By STEVE PROCTOR Business Editor
A $500,000 loan by the Atlantic Canada Opportunities Agency has allowed a Weymouth sawmill to install sophisticated equipment to produce its finger joint moulding more efficiently.
The financing was one of 16 approved by the agency and posted on its website for public disclosure over the last month.
Jamie Lewis, general manager of Lewis Moulding, said Wednesday the new equipment "reads" defects in wood, allowing for improvements in the way wood is cut. It will also reduce waste.
The 26-year-old company operates a 52,000-square-foot operation consisting of sawmill, four kilns, a production facility and a warehouse. It employs 60 workers and sells 50 per cent of its production into the local market and the rest into Central Canada and New England.

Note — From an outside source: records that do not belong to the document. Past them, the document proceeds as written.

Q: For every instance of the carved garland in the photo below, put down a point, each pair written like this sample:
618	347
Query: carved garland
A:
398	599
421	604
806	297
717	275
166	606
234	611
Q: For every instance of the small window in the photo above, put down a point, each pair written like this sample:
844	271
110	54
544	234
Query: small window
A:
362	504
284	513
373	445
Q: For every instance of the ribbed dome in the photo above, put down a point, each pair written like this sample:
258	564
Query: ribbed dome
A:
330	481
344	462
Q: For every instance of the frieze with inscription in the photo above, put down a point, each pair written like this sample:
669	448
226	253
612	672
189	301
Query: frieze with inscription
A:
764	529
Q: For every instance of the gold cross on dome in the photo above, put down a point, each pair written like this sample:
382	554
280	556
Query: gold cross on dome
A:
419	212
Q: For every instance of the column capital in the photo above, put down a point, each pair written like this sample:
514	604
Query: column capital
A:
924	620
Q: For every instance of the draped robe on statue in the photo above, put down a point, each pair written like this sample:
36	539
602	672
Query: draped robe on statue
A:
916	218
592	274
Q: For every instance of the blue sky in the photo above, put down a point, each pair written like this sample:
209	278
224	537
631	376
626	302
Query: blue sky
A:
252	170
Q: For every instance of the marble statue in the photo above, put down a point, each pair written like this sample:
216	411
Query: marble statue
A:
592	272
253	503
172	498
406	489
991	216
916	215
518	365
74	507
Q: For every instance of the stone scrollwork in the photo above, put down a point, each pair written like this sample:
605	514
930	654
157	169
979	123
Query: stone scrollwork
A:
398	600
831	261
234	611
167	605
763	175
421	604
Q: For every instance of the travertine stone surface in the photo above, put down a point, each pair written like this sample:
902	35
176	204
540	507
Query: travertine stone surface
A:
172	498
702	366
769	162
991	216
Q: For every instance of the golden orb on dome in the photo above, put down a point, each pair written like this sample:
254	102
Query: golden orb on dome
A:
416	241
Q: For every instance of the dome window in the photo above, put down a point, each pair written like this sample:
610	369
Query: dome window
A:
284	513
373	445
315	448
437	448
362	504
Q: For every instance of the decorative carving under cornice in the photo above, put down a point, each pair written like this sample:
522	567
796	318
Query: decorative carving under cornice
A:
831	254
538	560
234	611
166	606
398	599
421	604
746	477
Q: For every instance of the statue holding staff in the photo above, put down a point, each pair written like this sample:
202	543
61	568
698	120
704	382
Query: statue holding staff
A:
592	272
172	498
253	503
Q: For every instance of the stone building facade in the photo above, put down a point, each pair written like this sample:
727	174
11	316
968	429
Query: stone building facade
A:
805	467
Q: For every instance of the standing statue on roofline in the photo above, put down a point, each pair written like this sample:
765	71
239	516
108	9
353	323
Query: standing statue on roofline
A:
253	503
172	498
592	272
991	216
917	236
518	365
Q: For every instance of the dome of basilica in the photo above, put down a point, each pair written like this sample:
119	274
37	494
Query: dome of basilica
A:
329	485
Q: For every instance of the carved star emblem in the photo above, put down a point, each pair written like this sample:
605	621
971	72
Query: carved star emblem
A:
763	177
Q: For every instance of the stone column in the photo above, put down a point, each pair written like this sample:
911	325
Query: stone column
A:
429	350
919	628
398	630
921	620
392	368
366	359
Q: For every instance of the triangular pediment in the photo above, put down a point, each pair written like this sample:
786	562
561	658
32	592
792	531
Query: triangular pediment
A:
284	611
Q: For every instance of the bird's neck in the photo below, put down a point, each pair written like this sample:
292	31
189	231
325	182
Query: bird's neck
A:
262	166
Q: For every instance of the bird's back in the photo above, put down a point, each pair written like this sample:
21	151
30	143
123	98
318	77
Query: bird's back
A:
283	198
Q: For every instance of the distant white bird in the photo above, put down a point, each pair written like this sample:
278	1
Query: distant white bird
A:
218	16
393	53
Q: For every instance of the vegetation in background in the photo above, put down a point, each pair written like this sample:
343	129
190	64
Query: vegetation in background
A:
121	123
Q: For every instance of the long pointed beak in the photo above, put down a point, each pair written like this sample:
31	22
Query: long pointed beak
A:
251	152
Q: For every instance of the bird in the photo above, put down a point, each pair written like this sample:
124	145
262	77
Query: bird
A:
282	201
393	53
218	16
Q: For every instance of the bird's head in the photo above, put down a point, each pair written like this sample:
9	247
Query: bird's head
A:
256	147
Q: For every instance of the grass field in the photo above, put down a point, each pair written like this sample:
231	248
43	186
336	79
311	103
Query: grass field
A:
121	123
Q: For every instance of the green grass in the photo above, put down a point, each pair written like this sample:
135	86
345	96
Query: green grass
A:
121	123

Another major ACOA financing last month was $500,000 for the Telecom Applications Research Alliance, a Halifax-based organization looking at communications applications and services.
Alliance president Wayne Bussey said the ACOA money is earmarked for the development of pre-commercial activities in artificial intelligence. It represents matching funds provided by Precarn, a national not-for-profit agency created to help commercialize research.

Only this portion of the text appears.